Six years was nonetheless a substantial duration for a band. While the Art Ensemble of Chicago remained together for decades, the Miles Davis Quintet of the '60s lasted five years, Herbie Hancock's Mwandishi band for three, Davis's Lost Quintet for a year and a half, and Circle for less than a year. 



Leroy Jenkins passed away in 2007, followed two years later by Sirone. Yet even in the years after the demise of the Revolutionary Ensemble, Jenkins and Cooper's musical bond remained strong. Cooper recalls: "After we broke up, me and Leroy kept playing. We did the Chicago Jazz Festival together as a duet. Leroy would hire me as a composer for his European classical stuff. So I could play through his connections." The drummer's admiration for Jenkins has never faded: "Leroy didn't show off. Very undercut. His shit was really ― you know what I mean ― he wasn't no show-off cat. He could play his ass off, and he wasn't a show-off." His death came as a shock: "When he passed away, I just got back from Burma ― something told me to come back, and Roscoe [Mitchell] called me up and said, 'Leroy died.' I said, 'What?' He said he died of lung cancer. And Leroy didn't smoke that much. That's crazy." 

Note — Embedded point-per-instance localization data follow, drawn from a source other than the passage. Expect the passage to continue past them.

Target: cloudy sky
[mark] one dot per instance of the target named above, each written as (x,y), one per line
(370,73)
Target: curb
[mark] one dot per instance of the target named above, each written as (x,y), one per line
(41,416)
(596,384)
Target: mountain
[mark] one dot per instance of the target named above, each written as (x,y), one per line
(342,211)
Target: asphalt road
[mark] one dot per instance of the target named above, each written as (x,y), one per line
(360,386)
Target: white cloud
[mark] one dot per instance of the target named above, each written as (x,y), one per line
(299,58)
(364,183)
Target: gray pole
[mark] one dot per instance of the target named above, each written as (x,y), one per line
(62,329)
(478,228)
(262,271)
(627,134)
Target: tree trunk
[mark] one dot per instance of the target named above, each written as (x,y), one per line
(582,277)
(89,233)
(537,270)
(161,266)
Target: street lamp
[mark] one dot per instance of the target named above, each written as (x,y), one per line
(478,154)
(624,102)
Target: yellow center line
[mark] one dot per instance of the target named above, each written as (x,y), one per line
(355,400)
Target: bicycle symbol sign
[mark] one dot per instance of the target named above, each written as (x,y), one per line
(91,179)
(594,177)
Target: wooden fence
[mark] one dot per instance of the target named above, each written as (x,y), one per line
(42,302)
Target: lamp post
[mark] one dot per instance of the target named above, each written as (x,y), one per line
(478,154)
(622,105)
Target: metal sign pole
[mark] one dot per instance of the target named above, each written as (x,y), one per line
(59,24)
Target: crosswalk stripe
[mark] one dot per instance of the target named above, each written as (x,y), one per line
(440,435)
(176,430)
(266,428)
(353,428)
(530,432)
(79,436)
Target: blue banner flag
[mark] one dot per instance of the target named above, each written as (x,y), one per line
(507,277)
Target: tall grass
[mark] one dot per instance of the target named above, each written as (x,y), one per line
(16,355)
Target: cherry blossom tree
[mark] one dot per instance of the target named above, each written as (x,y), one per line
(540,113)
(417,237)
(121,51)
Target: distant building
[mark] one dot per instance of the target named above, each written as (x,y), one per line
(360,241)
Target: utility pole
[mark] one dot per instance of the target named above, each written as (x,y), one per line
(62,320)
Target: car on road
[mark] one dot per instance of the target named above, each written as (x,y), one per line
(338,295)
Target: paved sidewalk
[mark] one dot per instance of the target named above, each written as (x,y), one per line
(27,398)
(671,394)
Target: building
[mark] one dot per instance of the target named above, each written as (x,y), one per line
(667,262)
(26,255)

Sirone sums up the experience of all three members of the Revolutionary Ensemble: "It was very difficult even to be alive for the three of us, and it's a miracle in itself playing this music; the dedication that we put towards this music... having the rare opportunity to write music like that and have musicians to honestly approach it. That just don't happen every day."  



The daily miracle experienced by Sirone very much defines the Revolutionary Ensemble. Yet it is not distant from the ever renewing and evolving musical journeys of Circle and the Miles Davis Lost group. 



For all three bands, every musical moment was filled with surprise and spontaneity. At the same time, the Revolutionary Ensemble was a far less economically sustainable organization than either of those peer groups. With limited financial expectations, the band played for the sheer joy of making music, seizing whatever opportunities might emerge. Despite its inability to build a listener base beyond its largely informal network of listeners and fellow musicians, the band remained vital for a number of years. And twenty-five years later, it returned for a final, energetic bow.